卷積類神經網路應用於脊椎之影像校準

Abstract

影像校準的技術對於電腦輔助手術為不可或缺的一環，如何將術前到術中的影像進行校準，成為了醫生在手術定位中不可或缺的資訊。影像校準的困難度在於將不同空間場域、不同解析度甚至是不同類型的影像完成對位。 本研究將影像校準應用於脊柱手術，透過術前電腦斷層影像(Computed Tomography : CT)與術中C型臂X光透視機(C-arm)影像。2D-3D影像校準的流程會涉及C-arm初始姿態定位與影像校準。而影像校準包括了數位式影像重建X光攝影(Digital Reconstructed Radiography : DRR)、相似度比對、最佳化收斂步驟。 本研究第一部分會使用校正版做姿態估測，再對CT脊椎做影像校準。在姿態估測AP面與CRA45面投影誤差與3D點回推誤差都可以達到1mm之內，而lateral面則誤差較大。因此使用AP面與CRA45面接續進行影像校準，誤差為0.5896 mm。最後使用Cone-beam CT做驗證，誤差為1.2976 mm，可落在脊椎手術的安全範圍內(2mm內)。 本研究第二部分為使用卷積類神經網路(Convolutional Neural Network : CNN)對CT做影像校準並建立出C-arm的姿態估測模型。本研究使用DRR影像驗證該想法是否可行，並探討如何透過修改CNN模型使估測結果能更精準。在脊椎影像校準的3D點回推誤差為0.3703mm，並於後續對校正版做影像校準，誤差為0.4988 mm。而最後模擬CT做驗證，整體誤差為0.446 mm，可推論該想法架構是可行的。

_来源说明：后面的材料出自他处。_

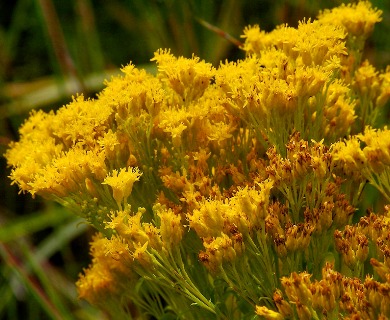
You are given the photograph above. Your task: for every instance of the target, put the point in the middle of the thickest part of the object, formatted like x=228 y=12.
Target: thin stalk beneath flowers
x=171 y=267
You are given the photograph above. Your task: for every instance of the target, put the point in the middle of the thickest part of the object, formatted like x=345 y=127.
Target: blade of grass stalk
x=60 y=238
x=31 y=223
x=220 y=32
x=11 y=36
x=90 y=38
x=35 y=289
x=56 y=36
x=6 y=293
x=38 y=97
x=42 y=274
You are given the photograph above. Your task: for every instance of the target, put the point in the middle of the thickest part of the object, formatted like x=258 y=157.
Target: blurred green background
x=50 y=50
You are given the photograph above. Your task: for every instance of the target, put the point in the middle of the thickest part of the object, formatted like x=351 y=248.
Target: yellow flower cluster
x=225 y=192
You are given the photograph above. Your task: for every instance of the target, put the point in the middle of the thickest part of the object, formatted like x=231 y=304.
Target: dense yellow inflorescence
x=232 y=191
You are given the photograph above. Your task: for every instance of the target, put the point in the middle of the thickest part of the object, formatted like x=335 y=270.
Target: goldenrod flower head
x=358 y=18
x=105 y=277
x=208 y=220
x=384 y=95
x=171 y=228
x=268 y=313
x=122 y=183
x=187 y=77
x=348 y=157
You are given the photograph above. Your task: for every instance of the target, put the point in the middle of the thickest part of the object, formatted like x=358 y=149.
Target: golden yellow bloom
x=122 y=183
x=187 y=77
x=171 y=228
x=358 y=18
x=268 y=314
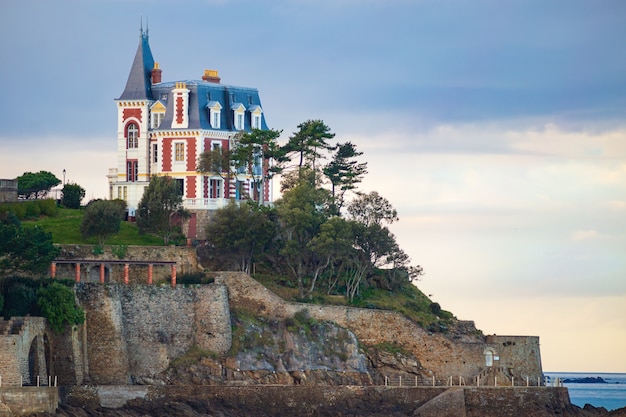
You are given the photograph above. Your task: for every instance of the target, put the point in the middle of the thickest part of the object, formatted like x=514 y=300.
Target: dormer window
x=132 y=136
x=215 y=114
x=239 y=111
x=255 y=116
x=157 y=112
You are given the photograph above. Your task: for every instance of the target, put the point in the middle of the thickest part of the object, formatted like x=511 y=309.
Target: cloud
x=579 y=235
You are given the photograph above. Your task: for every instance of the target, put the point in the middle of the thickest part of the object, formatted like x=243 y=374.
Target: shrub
x=20 y=298
x=48 y=207
x=120 y=251
x=32 y=209
x=435 y=308
x=194 y=278
x=58 y=305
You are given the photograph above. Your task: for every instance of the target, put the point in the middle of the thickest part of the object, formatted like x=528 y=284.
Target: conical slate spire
x=139 y=84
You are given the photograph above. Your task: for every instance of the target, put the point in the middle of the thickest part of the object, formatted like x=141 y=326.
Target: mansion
x=164 y=127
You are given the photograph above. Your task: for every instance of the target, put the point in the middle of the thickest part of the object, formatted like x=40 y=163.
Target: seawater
x=610 y=396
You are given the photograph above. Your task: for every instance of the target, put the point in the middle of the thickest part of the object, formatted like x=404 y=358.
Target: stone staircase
x=490 y=375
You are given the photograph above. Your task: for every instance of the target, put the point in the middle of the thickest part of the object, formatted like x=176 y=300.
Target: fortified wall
x=510 y=358
x=134 y=332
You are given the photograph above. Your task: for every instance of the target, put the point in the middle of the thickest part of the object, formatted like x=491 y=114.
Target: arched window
x=132 y=134
x=489 y=358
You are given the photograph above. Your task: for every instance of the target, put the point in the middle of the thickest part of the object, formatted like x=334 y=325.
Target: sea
x=611 y=395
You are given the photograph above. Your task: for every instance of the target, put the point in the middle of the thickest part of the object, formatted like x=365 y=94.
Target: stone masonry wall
x=185 y=258
x=134 y=332
x=26 y=333
x=439 y=355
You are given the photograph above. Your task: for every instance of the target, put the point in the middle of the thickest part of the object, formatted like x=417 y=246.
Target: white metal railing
x=38 y=384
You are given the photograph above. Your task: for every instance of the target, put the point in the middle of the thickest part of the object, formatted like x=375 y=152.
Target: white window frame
x=176 y=153
x=215 y=119
x=156 y=120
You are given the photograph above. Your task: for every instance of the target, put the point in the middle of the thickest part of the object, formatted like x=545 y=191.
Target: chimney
x=156 y=74
x=211 y=76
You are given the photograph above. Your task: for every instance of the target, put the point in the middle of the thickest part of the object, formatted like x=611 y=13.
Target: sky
x=497 y=129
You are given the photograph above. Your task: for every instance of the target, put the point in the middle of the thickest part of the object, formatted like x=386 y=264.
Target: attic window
x=132 y=136
x=156 y=120
x=255 y=116
x=238 y=116
x=215 y=114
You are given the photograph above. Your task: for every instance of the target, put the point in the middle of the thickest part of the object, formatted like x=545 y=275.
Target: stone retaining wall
x=439 y=355
x=185 y=258
x=133 y=332
x=22 y=401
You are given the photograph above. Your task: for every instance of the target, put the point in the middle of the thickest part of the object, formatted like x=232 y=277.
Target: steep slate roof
x=138 y=86
x=200 y=94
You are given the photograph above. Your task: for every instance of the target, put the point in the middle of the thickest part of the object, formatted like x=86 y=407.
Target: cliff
x=236 y=331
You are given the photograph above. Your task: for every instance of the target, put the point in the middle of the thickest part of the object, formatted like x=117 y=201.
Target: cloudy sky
x=496 y=129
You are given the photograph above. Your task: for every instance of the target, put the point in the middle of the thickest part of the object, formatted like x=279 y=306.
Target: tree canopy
x=102 y=219
x=24 y=249
x=304 y=235
x=36 y=185
x=160 y=202
x=73 y=194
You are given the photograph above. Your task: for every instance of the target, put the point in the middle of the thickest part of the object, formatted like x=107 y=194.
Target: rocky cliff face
x=296 y=351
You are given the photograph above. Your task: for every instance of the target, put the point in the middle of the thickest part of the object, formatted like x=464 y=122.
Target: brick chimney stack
x=211 y=76
x=156 y=74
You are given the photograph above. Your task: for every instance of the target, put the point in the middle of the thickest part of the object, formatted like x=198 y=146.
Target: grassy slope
x=65 y=229
x=410 y=301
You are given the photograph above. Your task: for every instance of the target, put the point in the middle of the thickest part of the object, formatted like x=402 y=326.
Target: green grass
x=408 y=300
x=65 y=229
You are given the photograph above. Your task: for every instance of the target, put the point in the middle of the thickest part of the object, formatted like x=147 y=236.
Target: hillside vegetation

Image registration is an important part of computer-assisted surgery. Register the images from preoperative and intraoperative has become an important information for doctors, which effect the total accuracy of the surgery. The difficulty of image registration lies in the alignment of different spatial fields, different resolutions and even different types of images. In this study, image registration was applied to spinal surgery, register the preoperative CT image and intraoperative C-arm image. The process will involve C-arm initial pose estimation, DRR projection, similarity comparison, optimization. In the first part of this study, use calibrator marker to estimate the C-arm pose first, and then use CT spine image to do the image registration. In the pose estimation part, the projection error of AP, CRA45 and the 3D estimation error can reach within 1mm.While the error of lateral view is larger, so we use the AP and CRA45 view to do the image registration, the error could reach to 0.5896 mm. Finally, we use the cone-beam CT to verify, the error is 1.2976 mm, which can fall within the safe range of spine surgery (2mm). Second part of the research, use the Convolutional Neural Network (CNN) to register the CT spine image and establish the C-arm pose estimation model. This study uses DRR image to verify whether the concept is feasible, and discuss about how to modify the CNN model to make the estimation results more accurate. In the CNN spine image registration process, 3D estimation error is 0.3703mm. In the following step, use the calibrator marker to do the image registration, the error is 0.4988 mm. In the final simulation verification,the error could reach to 0.4459 mm. It can be concluded that the idea of this architecture is feasible.